Pricing on the scant amount of coverage has cooled somewhat compared to what it was following September 11, 2001.
But terrorism coverage is still extremely dear. “Overall, the act does not yet seem to have increased the availability of terrorism insurance coverage at prices that most buyers would view as reasonable,” says James Bartie, a vice president/senior analyst with Moody’s property & casualty and reinsurance group in New York.
Why has the cost of coverage remained so high? It’s a self-protective device for insurers, according to Moody’s. Insurers are charging extremely high prices “to discourage policyholders from buying terrorism coverage in cities considered highly vulnerable to future attacks,” Bartie says.
Panel Offers IPO Ideas
Whether the moribund market for initial public offerings will soon revive is a highly debatable matter. The five IPOs issued so far this year have raised $593 million, according to Bloomberg News. Last week, Citadel Broadcasting executives said the company planned to raise $306 million in an IPO.
But whatever the state of the market, regulators are making stabs at cleaning up discredited IPO practices. In the most recent effort, an IPO advisory committee formed by the New York Stock Exchange and NASD (at the SEC’s request) has coughed up its recommendations for cleaning up the market.
A big source of IPO abuse arising during the late 1990s bubble were whopping aftermarket premiums, the committee said in its report. Those huge first-day price boosts created a pool of instant profits that underwriters sometimes swapped for promises of future business.
Staffed by such bigs as NYSE director and former Clinton Administration Chief of Staff Leon Panetta and former Merrill Lynch chairman Daniel Tully, the committee cited four harmful IPO practices that could use fixing:
- “Spinning.” In return for investment-banking business, some underwriters doled out “hot” IPO shares to executives and directors of potential clients.

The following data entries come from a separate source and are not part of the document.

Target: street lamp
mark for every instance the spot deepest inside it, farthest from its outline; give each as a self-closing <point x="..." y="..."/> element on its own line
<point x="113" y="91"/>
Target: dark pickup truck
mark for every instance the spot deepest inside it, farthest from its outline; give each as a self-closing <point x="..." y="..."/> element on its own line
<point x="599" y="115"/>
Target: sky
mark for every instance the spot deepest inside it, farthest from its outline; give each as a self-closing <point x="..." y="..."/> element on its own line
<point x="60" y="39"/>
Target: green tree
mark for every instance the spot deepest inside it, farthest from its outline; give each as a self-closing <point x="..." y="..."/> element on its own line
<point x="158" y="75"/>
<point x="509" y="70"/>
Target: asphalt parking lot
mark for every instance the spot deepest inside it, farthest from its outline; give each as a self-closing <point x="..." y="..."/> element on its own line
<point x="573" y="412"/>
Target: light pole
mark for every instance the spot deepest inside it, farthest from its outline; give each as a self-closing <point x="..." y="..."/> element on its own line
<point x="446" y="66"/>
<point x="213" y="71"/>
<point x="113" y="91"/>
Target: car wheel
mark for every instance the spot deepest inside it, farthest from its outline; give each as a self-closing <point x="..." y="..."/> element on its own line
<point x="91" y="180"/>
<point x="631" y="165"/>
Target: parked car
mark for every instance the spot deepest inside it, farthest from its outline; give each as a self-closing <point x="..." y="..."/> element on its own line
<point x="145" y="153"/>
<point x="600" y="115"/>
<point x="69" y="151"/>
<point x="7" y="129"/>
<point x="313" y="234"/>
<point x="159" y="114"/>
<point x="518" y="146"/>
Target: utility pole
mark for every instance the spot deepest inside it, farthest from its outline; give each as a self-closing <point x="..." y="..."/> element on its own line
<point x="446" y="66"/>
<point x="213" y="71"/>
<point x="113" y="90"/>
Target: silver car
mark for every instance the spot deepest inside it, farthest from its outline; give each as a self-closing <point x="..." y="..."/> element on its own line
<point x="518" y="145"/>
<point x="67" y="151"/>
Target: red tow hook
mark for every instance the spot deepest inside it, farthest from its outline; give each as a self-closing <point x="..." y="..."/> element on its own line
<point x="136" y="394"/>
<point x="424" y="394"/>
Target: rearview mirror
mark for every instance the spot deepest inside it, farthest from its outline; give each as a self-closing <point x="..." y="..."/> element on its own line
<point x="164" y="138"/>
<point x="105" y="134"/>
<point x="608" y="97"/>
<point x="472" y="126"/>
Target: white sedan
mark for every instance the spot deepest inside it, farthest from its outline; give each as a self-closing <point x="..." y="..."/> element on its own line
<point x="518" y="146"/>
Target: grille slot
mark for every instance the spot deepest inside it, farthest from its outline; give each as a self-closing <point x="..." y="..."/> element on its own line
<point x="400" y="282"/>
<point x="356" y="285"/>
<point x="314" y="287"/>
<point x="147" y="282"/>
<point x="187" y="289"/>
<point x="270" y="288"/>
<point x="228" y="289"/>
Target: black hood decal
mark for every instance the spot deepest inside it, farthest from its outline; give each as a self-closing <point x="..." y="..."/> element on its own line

- Plumping up aftermarket prices. Some underwriters used unfair or illegal ploys to keep prices high and boost demand after IPOS were issued. Among the tactics: dishing out shares based on an investor’s commitment to buy more of them in the aftermarket at preset prices.
- Illegal quid pro quos. Underwriters unlawfully allocated IPO shares based on an investor’s agreement to pay overly steep commissions on trades of other securities.
- Biased analyst advice. Some research analysts apparently agreed to stick with “buy” recommendations on certain stocks in the face of prices that jumped exponentially in the aftermarket.
The panel delivered a slew of recommendations aimed at stopping IPO chicanery. They include: requiring boards to set up IPO pricing committees; preventing “laddering” (luring investors to buy shares in the aftermarket at specified prices in exchange for IPO allocations); and barring IPO share allocation to corporate officers and directors of companies who have investment banking relationships with an underwriter.
While the SEC hasn’t set a deadline for adopting IPO rules, it will hold a comment period in the next few months, according to The New York Times. During that time, NYSE and NASD committees will mull over the advisory committee’s recommendations. The rule proposals that emerge from those talks would then be sent to the SEC for final approval.
Schering-Plough Probe Widens
In a widening criminal investigation of Schering-Plough, the U.S. District Attorney for Massachusetts told the company that it’s being investigated by a federal grand jury.
The pharmaceutical company had previously disclosed that the U.S. Attorney’s Office was investigating its sales, marketing, and clinical trial practices. Now Schering-Plough executives say they understand that the government has enough evidence to support an indictment.
The grand jury is looking into possible document destruction and obstruction-of-justice charges. It’s also probing the possibility of payoffs to managed care organizations and doctors to get them to buy Schering products paid for through federal health care programs.
Other possible charges include the sale of misbranded or unapproved drugs and the submitting of false pharmaceutical pricing information to the government.
Schering-Plough executives said the company is cooperating with the U.S. Attorney’s office on the investigation.